Thank you everyone for being so kind. All of my horses are retired and I really haven’t been a part of my local horse community for a while. I needed this from people who understand what it means to love a horse. My friends, of course, tell me how sorry they are, but they don’t really understand.
Daisy is the photo in my avatar. When I bought her I had planned on eventing her, but we struggled. She was never overtly lame, but just NQR, and the multiple vets, chiropractors, farriers could never really put their finger on it. As a last resort, I gave her a year off and then tried to bring her back. The same issues surfaced so I retired her. She was an OTTB. She raced locally at Canterbury. They tried her at every distance and on turf and dirt. She just wasn’t cut out to be a racehorse.

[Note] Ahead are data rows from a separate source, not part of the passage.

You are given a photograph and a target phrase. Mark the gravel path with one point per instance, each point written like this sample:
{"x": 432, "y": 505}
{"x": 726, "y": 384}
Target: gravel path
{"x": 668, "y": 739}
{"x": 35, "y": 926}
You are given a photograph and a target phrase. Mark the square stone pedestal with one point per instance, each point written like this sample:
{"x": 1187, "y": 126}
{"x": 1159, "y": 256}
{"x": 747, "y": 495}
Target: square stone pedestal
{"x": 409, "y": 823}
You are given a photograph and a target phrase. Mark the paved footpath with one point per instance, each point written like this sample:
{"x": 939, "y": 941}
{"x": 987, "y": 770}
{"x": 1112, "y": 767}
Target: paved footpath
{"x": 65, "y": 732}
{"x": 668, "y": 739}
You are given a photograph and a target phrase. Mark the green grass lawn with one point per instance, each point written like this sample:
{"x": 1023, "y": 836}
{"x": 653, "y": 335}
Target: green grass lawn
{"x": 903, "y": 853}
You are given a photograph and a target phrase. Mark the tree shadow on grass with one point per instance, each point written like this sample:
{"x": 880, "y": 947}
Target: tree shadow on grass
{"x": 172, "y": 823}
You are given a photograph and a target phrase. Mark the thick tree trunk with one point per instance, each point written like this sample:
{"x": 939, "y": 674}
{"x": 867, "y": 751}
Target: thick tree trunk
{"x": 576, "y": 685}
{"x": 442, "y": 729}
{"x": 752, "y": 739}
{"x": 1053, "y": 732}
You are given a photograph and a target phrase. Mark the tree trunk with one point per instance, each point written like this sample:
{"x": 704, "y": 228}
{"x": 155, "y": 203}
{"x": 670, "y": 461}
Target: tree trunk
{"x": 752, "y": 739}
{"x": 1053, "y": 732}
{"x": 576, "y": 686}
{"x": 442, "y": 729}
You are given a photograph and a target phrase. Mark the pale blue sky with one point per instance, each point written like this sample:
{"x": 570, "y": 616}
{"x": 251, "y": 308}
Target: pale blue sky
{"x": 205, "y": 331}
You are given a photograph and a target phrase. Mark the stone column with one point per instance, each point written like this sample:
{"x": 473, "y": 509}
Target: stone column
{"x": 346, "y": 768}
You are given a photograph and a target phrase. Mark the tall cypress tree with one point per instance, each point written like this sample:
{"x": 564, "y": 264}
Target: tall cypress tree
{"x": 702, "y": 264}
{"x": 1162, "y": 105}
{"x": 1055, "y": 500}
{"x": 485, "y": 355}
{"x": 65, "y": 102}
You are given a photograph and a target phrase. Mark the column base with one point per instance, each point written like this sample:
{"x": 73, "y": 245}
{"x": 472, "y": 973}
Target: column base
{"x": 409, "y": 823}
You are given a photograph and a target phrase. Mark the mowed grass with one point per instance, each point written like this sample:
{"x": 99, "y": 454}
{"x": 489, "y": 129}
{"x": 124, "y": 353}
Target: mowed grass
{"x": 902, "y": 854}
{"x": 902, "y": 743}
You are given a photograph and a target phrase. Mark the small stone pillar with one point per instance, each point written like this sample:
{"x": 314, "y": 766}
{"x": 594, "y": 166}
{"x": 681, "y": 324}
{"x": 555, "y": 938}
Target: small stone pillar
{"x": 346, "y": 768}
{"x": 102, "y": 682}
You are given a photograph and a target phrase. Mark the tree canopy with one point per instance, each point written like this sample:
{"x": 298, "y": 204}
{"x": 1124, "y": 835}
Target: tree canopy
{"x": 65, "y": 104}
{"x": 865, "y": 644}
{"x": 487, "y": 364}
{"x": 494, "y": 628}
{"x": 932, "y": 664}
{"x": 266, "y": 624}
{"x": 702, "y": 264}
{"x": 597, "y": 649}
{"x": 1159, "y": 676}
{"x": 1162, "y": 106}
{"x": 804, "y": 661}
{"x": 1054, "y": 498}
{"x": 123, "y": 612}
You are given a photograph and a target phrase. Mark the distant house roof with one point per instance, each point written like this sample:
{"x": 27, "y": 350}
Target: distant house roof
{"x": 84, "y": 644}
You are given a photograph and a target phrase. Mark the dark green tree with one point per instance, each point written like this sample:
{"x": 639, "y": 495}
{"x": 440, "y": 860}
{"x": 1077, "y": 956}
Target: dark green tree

She was so athletic and a beautiful mover. She was quirky and I like to say she lived her life at full throttle. If she had somewhere to be, she galloped. She didn’t have time to walk. Just a week or so ago, I had moved the horses from the sacrifice area to the pasture across the driveway. My older mare, Jilda, just wasn’t with the program and instead of going with Daisy and Duncan across the driveway, she walked out to the run-in shelter. I left the chute across the driveway open, figuring she would make her way over eventually. Maybe a half an hour later, I watched Daisy gallop from the far back of the pasture, across the driveway and out to the shelter to push Jilda out of the shelter. Then she galloped back across to where Duncan was.
She loved water. I can’t count the number of times I would catch her with her head in the water tanks splashing water everywhere.
She had the softest forelock I’ve ever felt. It felt like a foals She had such a big personality. My husband would look at he so often, and say, “that horse ain’t right” and shake his head.
I really loved that horse.
Thank you for letting me share my grief.